PETALING JAYA: The elimination of the overhang of future leverage increase following the cancellation of the proposed C$36bil (RM124bil) Pacific NorthWest liquefied natural gas (LNG) project in western Canada, is credit positive for Japan Petroleum Exploration Co (Japex) said Moody’s Investor Service.
The ratings agency said that it previously had not incorporated the full magnitude of the potential increase in leverage in its assessment on Japex, a minority owner of the planned facility, given the event risk entailed amid the low gas price environment and uncertainty around timing.
Japex has a 10% stake in the Pacific NorthWest LNG project consortium.
On July 25, 2017, Pacific NorthWest LNG, which is majority-owned by Petroliam Nasional Berhad (Petronas), announced it had scrapped plans to build the LNG export facility in British Columbia given low LNG prices.
“The elimination of the overhang of future leverage increase is credit positive for Japex.
“The project cancellation nonetheless comes as Japex is seeking to reduce its reliance on exploration and production, integrate its upstream and downstream businesses and expand its power-generation operations.
“Japex had planned to export the gas that would be liquefied at this site to its Soma LNG terminal in Fukushima, Japan,” it said in a statement yesterday.

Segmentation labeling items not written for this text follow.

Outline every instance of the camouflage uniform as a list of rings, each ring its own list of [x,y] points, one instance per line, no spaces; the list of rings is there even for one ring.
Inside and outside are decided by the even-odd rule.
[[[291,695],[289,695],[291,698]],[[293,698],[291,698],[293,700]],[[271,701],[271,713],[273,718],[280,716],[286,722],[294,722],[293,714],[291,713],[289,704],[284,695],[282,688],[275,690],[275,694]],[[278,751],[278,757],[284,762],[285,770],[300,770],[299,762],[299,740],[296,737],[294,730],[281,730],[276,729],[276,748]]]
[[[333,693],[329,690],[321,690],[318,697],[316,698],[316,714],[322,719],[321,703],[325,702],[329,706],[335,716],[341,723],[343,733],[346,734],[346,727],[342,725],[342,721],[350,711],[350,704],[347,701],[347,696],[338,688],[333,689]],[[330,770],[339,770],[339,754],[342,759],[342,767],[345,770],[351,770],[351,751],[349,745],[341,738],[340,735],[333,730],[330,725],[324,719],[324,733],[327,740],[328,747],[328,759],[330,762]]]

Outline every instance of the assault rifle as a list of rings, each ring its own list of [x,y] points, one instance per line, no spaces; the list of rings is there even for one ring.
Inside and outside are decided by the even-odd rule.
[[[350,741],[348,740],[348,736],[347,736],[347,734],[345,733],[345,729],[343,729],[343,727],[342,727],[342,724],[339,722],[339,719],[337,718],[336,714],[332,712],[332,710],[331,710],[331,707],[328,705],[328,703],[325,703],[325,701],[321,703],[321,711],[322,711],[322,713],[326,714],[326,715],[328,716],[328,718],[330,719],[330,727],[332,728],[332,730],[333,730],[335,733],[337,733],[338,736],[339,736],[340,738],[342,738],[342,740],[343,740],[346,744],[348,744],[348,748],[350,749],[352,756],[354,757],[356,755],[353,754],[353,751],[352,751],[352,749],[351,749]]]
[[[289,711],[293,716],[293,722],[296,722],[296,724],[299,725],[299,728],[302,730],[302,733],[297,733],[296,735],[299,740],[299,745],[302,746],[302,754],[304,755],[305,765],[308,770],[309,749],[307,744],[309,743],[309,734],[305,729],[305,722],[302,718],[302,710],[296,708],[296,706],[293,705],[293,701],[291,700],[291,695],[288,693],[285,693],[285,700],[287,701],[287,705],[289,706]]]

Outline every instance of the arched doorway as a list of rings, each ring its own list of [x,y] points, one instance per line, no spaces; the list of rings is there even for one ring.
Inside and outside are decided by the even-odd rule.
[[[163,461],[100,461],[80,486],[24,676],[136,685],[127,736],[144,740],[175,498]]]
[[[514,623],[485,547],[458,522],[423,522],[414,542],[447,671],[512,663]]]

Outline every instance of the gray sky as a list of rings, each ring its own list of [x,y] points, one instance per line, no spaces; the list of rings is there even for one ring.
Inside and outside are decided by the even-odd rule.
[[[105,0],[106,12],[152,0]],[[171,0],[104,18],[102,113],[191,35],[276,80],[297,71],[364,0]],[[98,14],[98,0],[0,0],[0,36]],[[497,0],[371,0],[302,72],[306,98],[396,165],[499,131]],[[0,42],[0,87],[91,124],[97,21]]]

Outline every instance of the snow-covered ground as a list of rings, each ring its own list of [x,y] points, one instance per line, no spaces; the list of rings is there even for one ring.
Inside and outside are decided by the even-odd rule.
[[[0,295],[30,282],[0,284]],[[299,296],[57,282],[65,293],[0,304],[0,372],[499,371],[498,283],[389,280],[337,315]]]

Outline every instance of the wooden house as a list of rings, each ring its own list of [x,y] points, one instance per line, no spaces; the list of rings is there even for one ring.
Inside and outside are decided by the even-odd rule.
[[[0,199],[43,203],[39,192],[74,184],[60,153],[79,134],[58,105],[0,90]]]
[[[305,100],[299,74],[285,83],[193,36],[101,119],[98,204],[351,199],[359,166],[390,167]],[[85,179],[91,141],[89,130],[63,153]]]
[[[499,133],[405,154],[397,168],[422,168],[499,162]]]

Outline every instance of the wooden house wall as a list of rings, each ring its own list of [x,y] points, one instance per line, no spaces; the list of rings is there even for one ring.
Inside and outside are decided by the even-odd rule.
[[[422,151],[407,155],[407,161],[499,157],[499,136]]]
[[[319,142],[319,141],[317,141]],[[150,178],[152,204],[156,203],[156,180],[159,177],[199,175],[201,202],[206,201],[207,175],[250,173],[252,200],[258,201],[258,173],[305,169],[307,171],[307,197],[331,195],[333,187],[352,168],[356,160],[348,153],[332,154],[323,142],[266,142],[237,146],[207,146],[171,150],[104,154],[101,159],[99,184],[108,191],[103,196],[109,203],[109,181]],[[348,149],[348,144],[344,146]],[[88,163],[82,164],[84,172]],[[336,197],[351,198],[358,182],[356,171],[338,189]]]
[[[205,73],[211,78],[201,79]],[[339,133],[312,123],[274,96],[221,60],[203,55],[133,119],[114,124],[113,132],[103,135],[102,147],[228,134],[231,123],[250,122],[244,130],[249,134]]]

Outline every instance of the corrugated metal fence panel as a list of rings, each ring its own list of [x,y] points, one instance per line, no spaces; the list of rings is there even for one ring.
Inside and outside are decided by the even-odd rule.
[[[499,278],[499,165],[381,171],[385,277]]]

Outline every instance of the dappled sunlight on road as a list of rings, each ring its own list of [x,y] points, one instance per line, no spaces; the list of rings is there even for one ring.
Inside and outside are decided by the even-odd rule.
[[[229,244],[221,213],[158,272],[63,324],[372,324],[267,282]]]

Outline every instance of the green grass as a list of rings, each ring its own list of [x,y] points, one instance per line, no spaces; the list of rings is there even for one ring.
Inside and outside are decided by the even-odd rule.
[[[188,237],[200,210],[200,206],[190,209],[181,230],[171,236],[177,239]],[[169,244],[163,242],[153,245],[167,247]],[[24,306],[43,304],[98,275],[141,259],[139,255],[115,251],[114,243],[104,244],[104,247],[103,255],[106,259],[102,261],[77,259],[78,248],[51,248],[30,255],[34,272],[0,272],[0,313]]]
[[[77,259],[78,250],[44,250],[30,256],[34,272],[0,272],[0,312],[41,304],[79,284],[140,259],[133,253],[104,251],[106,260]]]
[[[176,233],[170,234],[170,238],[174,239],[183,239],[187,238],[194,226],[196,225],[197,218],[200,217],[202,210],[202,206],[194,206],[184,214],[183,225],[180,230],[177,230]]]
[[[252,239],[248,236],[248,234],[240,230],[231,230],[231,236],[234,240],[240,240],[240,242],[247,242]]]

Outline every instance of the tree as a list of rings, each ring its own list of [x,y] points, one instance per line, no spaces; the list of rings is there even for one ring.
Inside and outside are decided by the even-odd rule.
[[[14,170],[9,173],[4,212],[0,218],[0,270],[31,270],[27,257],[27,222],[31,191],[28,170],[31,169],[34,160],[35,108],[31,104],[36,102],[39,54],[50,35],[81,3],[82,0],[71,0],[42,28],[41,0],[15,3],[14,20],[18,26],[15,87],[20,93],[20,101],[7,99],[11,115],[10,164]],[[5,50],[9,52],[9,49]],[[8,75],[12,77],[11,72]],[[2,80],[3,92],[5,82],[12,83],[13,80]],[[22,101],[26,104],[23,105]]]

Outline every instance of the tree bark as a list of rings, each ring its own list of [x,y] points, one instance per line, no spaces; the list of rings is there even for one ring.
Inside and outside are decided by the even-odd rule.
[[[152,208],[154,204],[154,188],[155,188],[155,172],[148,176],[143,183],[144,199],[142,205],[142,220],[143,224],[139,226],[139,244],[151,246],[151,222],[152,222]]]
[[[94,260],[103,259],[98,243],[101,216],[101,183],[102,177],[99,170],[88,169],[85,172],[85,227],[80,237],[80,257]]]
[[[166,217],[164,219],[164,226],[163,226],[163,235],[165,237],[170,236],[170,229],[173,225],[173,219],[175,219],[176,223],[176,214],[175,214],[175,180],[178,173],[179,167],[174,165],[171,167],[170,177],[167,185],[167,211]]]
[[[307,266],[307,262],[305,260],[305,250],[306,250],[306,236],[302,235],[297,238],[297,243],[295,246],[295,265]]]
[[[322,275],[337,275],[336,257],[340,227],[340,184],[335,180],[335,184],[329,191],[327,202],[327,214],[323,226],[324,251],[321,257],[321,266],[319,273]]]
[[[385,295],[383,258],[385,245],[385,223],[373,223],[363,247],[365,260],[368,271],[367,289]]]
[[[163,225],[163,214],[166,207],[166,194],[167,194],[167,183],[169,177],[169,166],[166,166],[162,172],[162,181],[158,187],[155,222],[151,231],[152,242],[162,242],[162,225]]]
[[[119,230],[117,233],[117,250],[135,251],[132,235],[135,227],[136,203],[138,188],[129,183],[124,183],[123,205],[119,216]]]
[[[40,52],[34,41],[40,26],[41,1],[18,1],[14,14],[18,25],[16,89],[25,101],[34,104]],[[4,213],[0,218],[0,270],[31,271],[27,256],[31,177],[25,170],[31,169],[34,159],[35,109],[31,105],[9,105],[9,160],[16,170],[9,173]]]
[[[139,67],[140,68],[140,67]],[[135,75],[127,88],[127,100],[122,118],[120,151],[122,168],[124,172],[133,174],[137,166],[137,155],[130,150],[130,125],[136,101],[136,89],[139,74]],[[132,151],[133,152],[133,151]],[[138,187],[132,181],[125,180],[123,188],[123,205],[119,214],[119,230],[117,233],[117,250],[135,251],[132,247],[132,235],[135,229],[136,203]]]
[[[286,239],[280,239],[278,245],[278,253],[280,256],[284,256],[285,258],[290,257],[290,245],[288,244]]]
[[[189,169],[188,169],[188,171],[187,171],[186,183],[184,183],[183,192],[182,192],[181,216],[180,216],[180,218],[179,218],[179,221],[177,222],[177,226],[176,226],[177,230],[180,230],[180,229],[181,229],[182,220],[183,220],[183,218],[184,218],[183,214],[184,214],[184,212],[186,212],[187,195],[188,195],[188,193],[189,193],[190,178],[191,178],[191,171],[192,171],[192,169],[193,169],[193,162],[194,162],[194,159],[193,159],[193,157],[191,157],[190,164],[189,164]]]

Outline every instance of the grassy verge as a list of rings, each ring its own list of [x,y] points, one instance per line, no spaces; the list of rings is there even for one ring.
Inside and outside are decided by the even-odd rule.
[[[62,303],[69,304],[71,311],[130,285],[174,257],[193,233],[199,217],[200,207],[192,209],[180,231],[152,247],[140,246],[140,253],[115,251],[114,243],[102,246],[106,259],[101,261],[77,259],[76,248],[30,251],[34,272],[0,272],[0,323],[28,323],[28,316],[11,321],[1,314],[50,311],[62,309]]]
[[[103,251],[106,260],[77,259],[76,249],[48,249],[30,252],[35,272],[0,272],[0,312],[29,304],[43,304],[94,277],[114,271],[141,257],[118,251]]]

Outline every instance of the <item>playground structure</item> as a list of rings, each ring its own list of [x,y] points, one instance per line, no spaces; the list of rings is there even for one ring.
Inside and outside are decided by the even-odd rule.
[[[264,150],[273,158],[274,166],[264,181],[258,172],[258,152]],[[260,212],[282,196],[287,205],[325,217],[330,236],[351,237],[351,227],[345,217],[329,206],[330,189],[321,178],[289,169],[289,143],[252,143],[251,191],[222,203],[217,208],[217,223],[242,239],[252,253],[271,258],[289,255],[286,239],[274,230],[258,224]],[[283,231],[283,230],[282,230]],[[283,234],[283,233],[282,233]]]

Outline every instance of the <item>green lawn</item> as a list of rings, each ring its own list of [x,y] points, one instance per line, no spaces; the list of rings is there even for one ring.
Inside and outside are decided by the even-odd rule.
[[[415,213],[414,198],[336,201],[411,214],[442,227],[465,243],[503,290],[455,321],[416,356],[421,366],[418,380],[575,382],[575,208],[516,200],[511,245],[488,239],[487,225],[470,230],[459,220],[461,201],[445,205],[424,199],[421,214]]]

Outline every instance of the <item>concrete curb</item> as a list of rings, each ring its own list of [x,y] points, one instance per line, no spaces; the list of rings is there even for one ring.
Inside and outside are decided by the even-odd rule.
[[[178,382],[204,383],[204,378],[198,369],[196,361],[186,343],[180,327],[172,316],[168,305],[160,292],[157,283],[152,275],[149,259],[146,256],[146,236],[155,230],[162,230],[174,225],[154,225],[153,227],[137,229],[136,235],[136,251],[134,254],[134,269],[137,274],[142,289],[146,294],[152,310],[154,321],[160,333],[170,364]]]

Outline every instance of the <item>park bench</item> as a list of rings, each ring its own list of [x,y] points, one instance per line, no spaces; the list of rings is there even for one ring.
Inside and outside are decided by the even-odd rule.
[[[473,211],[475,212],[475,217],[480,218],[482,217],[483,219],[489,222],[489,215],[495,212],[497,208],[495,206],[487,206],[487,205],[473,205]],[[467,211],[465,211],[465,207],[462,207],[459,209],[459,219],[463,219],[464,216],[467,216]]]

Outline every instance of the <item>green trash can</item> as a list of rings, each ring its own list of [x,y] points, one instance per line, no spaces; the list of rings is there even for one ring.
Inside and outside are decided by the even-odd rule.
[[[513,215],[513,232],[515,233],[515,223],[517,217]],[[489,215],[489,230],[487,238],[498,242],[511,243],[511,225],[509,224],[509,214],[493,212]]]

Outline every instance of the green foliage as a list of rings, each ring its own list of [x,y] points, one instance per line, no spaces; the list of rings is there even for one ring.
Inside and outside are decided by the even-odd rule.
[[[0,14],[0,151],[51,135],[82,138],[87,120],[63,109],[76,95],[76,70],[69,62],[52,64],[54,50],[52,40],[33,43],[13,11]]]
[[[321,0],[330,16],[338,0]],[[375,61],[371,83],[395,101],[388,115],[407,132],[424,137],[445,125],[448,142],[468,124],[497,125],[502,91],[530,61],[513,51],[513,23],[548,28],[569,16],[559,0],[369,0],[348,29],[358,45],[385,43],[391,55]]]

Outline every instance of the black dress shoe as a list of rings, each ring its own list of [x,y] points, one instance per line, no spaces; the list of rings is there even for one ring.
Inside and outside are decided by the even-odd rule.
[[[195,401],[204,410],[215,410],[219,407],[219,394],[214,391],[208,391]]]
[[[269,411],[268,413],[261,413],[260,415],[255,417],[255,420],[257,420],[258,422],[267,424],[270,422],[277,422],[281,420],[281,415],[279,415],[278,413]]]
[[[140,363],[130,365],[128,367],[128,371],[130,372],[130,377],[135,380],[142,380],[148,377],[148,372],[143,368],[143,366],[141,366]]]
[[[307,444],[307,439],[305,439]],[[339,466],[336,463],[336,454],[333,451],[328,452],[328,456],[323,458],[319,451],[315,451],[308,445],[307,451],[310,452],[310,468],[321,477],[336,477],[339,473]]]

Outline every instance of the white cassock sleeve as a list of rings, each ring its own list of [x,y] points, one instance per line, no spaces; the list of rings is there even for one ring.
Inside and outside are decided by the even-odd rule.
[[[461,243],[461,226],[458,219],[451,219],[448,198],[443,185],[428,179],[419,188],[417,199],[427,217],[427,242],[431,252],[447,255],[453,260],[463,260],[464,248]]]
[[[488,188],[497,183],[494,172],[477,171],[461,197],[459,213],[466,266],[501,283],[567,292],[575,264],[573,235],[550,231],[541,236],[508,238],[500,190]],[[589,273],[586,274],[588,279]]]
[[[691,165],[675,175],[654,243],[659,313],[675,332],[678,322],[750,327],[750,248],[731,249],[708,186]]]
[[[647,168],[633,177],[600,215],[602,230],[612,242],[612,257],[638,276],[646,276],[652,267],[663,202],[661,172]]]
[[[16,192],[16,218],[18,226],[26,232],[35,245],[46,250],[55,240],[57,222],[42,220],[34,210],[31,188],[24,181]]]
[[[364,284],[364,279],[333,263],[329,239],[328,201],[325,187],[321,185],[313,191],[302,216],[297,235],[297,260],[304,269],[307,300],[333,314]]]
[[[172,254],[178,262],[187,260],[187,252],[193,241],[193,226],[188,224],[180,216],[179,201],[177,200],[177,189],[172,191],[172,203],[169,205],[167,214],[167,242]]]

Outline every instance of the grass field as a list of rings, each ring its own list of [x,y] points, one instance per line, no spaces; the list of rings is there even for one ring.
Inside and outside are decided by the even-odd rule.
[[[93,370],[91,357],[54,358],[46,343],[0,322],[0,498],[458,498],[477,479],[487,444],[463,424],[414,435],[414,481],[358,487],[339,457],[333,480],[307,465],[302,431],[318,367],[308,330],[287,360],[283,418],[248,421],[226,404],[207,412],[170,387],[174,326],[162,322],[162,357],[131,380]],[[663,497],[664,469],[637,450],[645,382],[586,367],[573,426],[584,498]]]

The Soma LNG terminal is scheduled to begin operations in March 2018 to leverage the company’s gas-pipeline infrastructure in Northern Japan and to fuel natural-gas power generation at Soma Port.
“By not engaging in the LNG project, Japex’s future leverage would be lower than if it proceeded with the project.
“Still, we think the company will seek other opportunities to diversify its business away from E&P under its medium-term business plan.
“We don’t rule out the possibility of large investments by Japex leading to rising debt levels, which would be credit negative,” it said.